Il n’en est pas moins vrai que les décisions de la CPI ont pris une dimension folklorique et qu’il en coûte de les prendre au sérieux. Les seuls crimes retenus et jugés avec la sévérité qui sied à une instance de ce type porte sur des chefs d’Etats ou chefs tribaux africains, ce qui revient un peu au même. La pusillanimité des magistrats de cette cour, instituée par le Traité de Rome, face aux crimes paradigmatiques commis par Israël à Gaza, en Palestine occupée au Moyen-Orient et dans une toute une série d’autres pays où le régime travaille à fomenter des guerres civiles et des groupes terroristes, ou celle de son vassal les Etats-Unis ont beaucoup dévalué sa crédibilité.

La justice est si lente que lorsqu’arrive la condamnation d’Ali Kushayb, le pays est aux prises avec les crimes de lèse humanité encore plus cruels, perpétrés par les milices dites d’Abu d’Abi, tant il est démontré qu’elles sont financées par une chaîne de pays, dont la face visible sont les Emirats Arabes Unis (EAU). Entre ces milices se trouvent bien sûr et d’abord les Rapid Support Forces (RSF) de Mohamed Hamdan Dagalo dit Hemedti [voir du même auteur, Qui a intérêt à disloquer et déstabiliser le Soudan ?] et sa fratrie mafieuse, mais aussi toute une série de groupes qui se sont confédérés dans un gouvernement parallèle dit de “Tasis“, pour Soudan Nouveau ou Alliance fondatrice du Soudan, dont l’objectif est de créer une nouvelle partition de Soudan, au travers de la terreur, de la cleptocratie des ressources naturelles, du terrorisme économique (confiscation du champ pétrolier de Heglig par le RSF la semaine dernière, après avoir réussi à terroriser les chinois de la China National Petroleum Corporation, CNPC, lesquels normalement n’ont peur de rien en Afrique, par exemple). Le siège de cette alliance se trouve à Nairobi. La Kenya s’étant fait une spécialité dans ce jeu sale, lequel s’étend aux forces de disgrégation active à l’Est de la République Démocratique du Congo (RDC).

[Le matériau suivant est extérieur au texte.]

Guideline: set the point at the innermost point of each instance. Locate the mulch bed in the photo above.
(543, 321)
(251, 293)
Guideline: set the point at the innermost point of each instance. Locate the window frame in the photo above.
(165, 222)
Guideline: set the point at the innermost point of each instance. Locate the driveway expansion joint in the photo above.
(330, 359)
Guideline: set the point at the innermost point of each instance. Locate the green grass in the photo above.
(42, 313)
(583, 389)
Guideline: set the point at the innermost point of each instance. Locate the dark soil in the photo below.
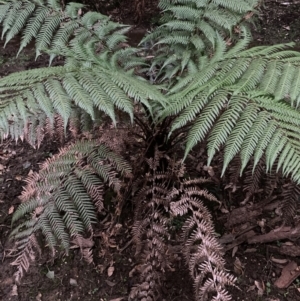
(73, 278)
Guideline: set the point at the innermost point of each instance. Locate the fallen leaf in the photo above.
(280, 261)
(11, 209)
(14, 291)
(250, 250)
(38, 297)
(50, 274)
(110, 271)
(110, 283)
(234, 250)
(238, 267)
(73, 282)
(260, 286)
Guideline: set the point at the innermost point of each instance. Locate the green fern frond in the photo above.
(197, 25)
(59, 90)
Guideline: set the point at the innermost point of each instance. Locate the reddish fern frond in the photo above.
(63, 197)
(254, 177)
(290, 194)
(26, 256)
(201, 250)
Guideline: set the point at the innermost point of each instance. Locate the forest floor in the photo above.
(73, 279)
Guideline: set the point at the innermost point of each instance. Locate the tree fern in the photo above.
(197, 25)
(62, 196)
(213, 88)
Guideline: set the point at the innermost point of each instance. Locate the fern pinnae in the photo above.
(284, 84)
(61, 101)
(98, 95)
(242, 43)
(4, 8)
(45, 35)
(32, 28)
(117, 95)
(294, 92)
(191, 111)
(43, 100)
(250, 79)
(77, 93)
(252, 138)
(205, 121)
(240, 6)
(64, 33)
(236, 138)
(221, 17)
(180, 25)
(208, 31)
(184, 12)
(284, 159)
(10, 17)
(225, 125)
(19, 22)
(271, 76)
(71, 217)
(58, 228)
(81, 200)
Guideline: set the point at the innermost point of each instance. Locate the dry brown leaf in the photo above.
(110, 283)
(260, 287)
(110, 271)
(11, 209)
(278, 260)
(250, 250)
(238, 267)
(73, 282)
(14, 291)
(234, 250)
(38, 297)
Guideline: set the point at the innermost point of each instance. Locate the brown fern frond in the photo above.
(253, 179)
(290, 194)
(161, 199)
(62, 197)
(201, 250)
(26, 256)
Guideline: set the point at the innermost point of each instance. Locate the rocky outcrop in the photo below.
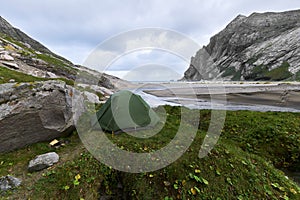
(41, 111)
(43, 161)
(34, 112)
(263, 46)
(8, 29)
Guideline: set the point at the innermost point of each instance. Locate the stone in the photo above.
(35, 112)
(11, 65)
(43, 161)
(247, 46)
(6, 57)
(91, 97)
(9, 182)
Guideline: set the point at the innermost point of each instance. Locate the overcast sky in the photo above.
(74, 28)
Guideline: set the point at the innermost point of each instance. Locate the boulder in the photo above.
(43, 161)
(35, 112)
(9, 182)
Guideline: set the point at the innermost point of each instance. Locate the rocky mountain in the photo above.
(262, 46)
(36, 90)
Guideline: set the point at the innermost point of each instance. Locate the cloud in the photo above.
(73, 28)
(152, 72)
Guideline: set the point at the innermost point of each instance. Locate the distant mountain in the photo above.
(263, 46)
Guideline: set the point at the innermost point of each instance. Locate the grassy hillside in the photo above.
(241, 166)
(7, 74)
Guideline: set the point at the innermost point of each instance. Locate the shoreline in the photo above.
(247, 96)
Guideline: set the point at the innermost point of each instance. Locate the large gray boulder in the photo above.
(9, 182)
(35, 112)
(43, 161)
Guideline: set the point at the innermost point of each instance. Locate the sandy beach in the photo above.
(271, 96)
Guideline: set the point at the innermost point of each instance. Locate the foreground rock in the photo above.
(9, 182)
(43, 161)
(34, 112)
(263, 46)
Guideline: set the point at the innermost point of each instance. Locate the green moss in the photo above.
(241, 165)
(297, 76)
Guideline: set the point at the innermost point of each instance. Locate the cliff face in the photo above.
(263, 46)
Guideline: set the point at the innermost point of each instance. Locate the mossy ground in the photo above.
(241, 165)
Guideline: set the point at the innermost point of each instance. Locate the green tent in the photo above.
(125, 110)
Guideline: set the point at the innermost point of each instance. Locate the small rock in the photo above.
(11, 65)
(9, 182)
(43, 161)
(6, 57)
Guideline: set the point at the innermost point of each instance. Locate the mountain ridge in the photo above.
(251, 48)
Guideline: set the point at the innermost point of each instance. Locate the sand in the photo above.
(285, 95)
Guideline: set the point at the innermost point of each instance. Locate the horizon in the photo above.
(58, 30)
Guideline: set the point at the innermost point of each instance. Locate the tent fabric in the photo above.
(125, 110)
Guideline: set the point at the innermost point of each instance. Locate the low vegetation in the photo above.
(7, 74)
(241, 166)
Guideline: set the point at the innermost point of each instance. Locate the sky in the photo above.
(75, 29)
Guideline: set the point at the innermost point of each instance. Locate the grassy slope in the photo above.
(239, 167)
(8, 74)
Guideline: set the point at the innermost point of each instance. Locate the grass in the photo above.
(8, 74)
(241, 166)
(57, 63)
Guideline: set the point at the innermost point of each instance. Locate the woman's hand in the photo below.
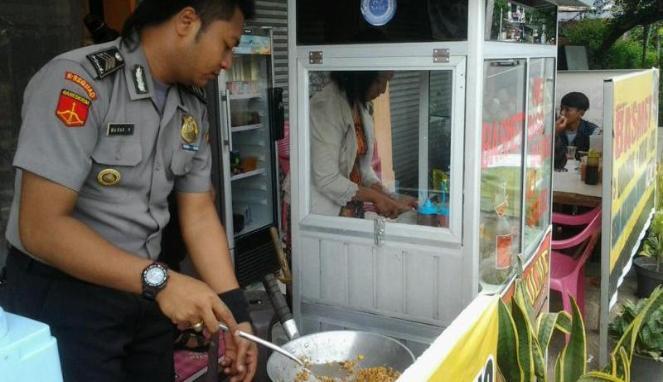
(560, 124)
(387, 207)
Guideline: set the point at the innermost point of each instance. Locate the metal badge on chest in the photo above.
(189, 133)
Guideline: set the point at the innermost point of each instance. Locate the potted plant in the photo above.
(523, 343)
(648, 265)
(647, 361)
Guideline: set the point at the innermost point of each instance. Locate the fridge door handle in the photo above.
(277, 113)
(228, 138)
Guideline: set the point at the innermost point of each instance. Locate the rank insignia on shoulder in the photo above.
(106, 62)
(140, 81)
(72, 109)
(80, 81)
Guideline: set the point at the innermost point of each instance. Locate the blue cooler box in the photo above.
(28, 352)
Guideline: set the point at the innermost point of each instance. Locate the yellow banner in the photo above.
(634, 152)
(473, 358)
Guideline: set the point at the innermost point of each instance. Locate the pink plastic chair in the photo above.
(567, 272)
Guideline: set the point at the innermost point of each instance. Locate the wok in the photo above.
(325, 349)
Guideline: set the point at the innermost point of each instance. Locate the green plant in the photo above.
(653, 244)
(650, 338)
(523, 345)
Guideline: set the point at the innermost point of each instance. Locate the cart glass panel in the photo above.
(538, 176)
(388, 154)
(357, 21)
(501, 169)
(526, 21)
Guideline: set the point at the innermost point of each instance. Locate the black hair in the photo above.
(354, 84)
(577, 100)
(155, 12)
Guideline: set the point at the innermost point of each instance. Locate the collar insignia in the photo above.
(140, 81)
(106, 62)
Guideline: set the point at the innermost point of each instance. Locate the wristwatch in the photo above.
(155, 277)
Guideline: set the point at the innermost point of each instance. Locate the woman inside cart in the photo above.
(342, 143)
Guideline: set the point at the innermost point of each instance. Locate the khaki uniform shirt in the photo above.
(90, 124)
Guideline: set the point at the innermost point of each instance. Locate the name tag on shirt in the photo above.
(189, 147)
(118, 129)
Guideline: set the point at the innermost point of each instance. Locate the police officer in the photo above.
(108, 131)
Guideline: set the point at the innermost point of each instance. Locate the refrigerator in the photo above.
(246, 119)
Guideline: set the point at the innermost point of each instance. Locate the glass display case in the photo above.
(408, 128)
(461, 124)
(501, 169)
(538, 165)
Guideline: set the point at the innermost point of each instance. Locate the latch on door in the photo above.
(315, 57)
(379, 229)
(440, 56)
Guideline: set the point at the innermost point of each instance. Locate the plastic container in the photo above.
(443, 216)
(28, 352)
(427, 214)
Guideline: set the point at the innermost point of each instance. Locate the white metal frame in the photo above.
(466, 55)
(400, 232)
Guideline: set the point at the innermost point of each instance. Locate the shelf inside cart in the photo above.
(245, 96)
(249, 228)
(237, 129)
(248, 174)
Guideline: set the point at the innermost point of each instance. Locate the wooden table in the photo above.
(569, 189)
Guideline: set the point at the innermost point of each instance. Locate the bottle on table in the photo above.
(503, 233)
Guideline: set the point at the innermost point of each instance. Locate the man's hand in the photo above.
(240, 359)
(409, 201)
(187, 301)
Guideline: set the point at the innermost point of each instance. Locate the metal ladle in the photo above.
(272, 346)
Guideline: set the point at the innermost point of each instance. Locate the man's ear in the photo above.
(186, 21)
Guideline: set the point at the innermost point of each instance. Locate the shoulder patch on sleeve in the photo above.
(106, 62)
(200, 93)
(72, 109)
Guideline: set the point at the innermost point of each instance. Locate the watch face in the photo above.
(155, 276)
(378, 12)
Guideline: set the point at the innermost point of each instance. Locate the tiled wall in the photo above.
(31, 33)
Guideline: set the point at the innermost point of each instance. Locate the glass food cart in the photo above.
(464, 126)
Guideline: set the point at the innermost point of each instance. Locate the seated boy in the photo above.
(570, 128)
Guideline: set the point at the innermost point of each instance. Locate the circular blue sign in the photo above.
(378, 12)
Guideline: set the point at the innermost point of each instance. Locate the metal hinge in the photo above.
(440, 56)
(315, 57)
(379, 229)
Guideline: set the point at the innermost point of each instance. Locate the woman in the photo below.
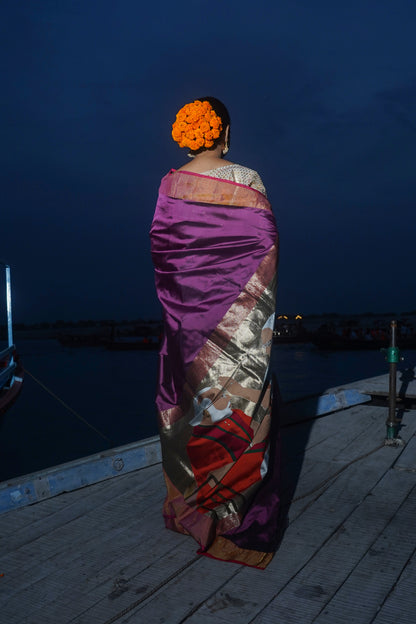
(214, 248)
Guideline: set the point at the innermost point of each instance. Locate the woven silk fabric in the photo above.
(214, 249)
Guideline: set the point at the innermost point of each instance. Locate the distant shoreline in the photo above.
(52, 330)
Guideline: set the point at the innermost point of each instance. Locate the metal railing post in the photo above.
(392, 357)
(9, 307)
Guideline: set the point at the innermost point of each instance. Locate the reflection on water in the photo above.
(114, 391)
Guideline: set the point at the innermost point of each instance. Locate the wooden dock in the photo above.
(100, 554)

Parler de paix en commettant des crimes de guerre et en les documentant soi-même, c’est définitivement le nouveau normal de la géopolitique.

Parler de paix en commettant des crimes de guerre et en les documentant soi-même, c’est définitivement le nouveau normal de la géopolitique. A ce petit jeu, les milices d’Abu Dhabi se mesurent au benchmark israélien de crimes commis contre des civils. Les RSF avaient à peine commis leur massacre à l’hôpital Saoudien pour enfants de la ville d’Al Fasher dans le Nord Darfour, le 25 octobre dernier, faisant plus de 2000 victimes, surtout des enfants, que le 4 décembre, un autre groupe que tout opposait jusqu’il y a peu au RSF, le SPLM-N ciblait froidement une crèche à Kadougli, capitale du Kordofan du Sud. Quatre rafles de drones suicides étaient tirées depuis Kauda, sise à 40 kilomètres, causant des dizaines de morts. Le bilan final demeure incertain. Parmi les victimes, la plupart sont des enfants entre 5 et 7 ans, leur maître et les personnes venues à leur rescousse. Après les razzias et les viols massifs, la tendance semble désormais à l’infanticide systémique.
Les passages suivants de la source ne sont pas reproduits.